The training kernel is at notebooks/training.ipyng and inference is under notebooks/inference.ipynb.
To run the notebook at notebooks/training.ipyng, one needs to:
- Create a folder called data which represents DATA_ROOT configs variable.
You should put the competition's data under data/feedback-prize-effectiveness and the 2021 competition's data under data/feedback-prize-2021.
By the way, you can put these files anywhere you want but in that case you should set these params (see notebook):
- TRAIN_CSV_PATH
- TRAIN_ROOT
You could also need to set many other path related variables like: MODEL_ROOT, OOF_DFs_ROOT ... (see notebook).
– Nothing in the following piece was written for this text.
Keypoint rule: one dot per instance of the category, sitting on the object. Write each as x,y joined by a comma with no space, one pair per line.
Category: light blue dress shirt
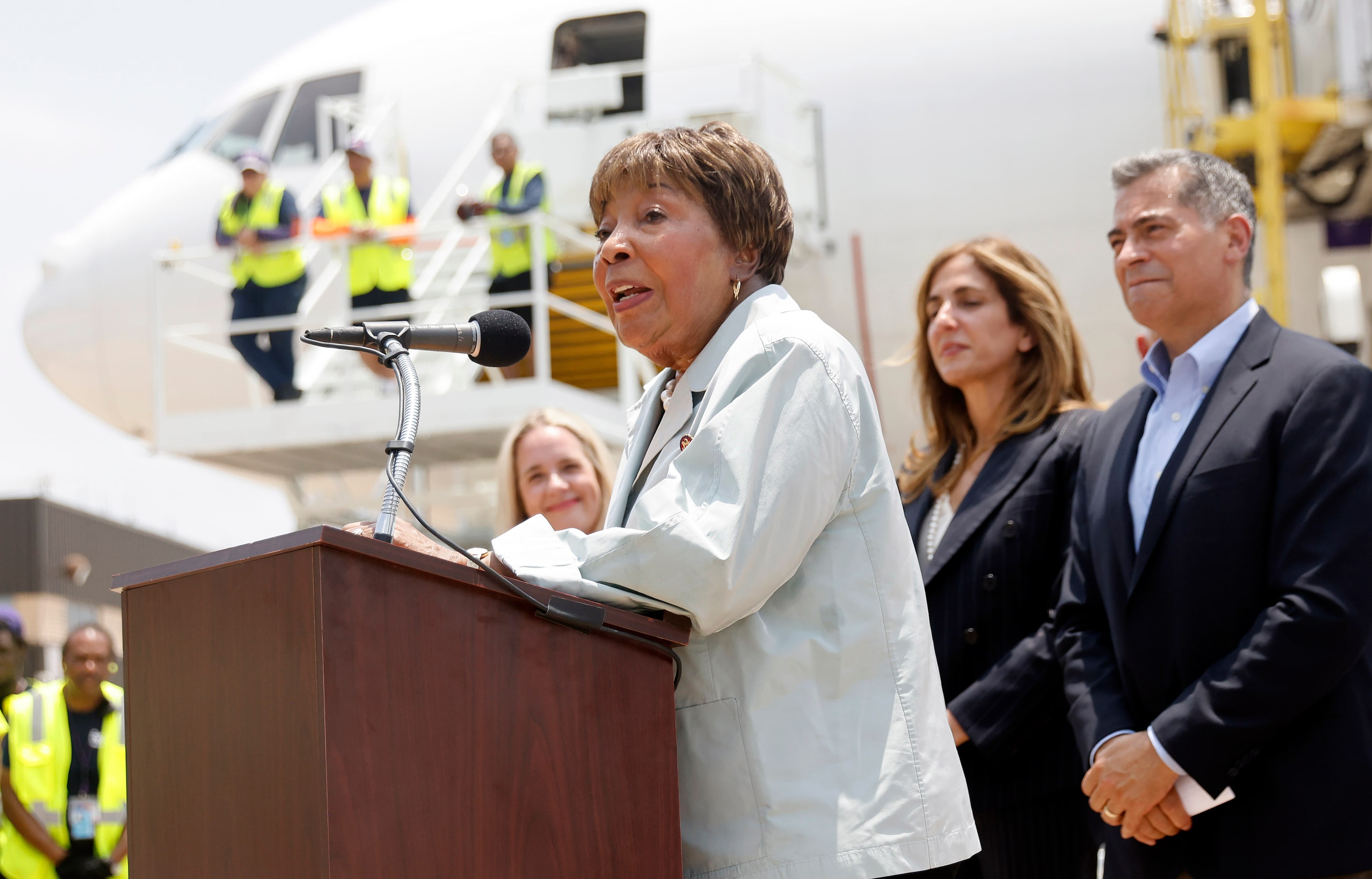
1182,386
You could need these ressources. Many of them are available here: https://www.kaggle.com/code/kneroma/kkiller-fpzeff-all-data-kernel/data?scriptVersionId=104898683
-
Pickled essays data (for fast running) -> TRAIN_ESSAYS_PICKLE_PATH : data/essays_220728.pkl
-
OOFs Pickled DataFrames -> OOF_DFs_ROOT : data/oof_dfs_v2/*
-
Pickled model inputs -> DATA_ROOT / f"full_inputs_{slugify(configs.MODEL_NAME)}_220819.pkl" :
- microsoft/deberta-v3-large : data/full_inputs_microsoft_deberta-v3-large_220819.pkl
- microsoft/deberta-large : data/full_inputs_microsoft_deberta-large_220819.pkl
- microsoft/deberta-xlarge :
- microsoft/deberta-v2-xlarge :
-
Pretrained weights -> checkpoints_store :
- microsoft/deberta-v3-large : data/fprize_microsoft_deberta-v3-large_fold0_epoch_04_iov_v2_val_0.7346_20220625092726.pth
- microsoft/deberta-large : data/fprize_microsoft_deberta-large_fold0_epoch_05_iov_v2_val_0.7418_20220625133915.pth
- microsoft/deberta-xlarge :
- microsoft/deberta-v2-xlarge :
The training for efficiency track is almost the same. You just have to discard the folding-related things, which is done in the notebooks/training-efficiency.ipynb file. The inference kernel is strictly the same for efficiency and non-efficiency.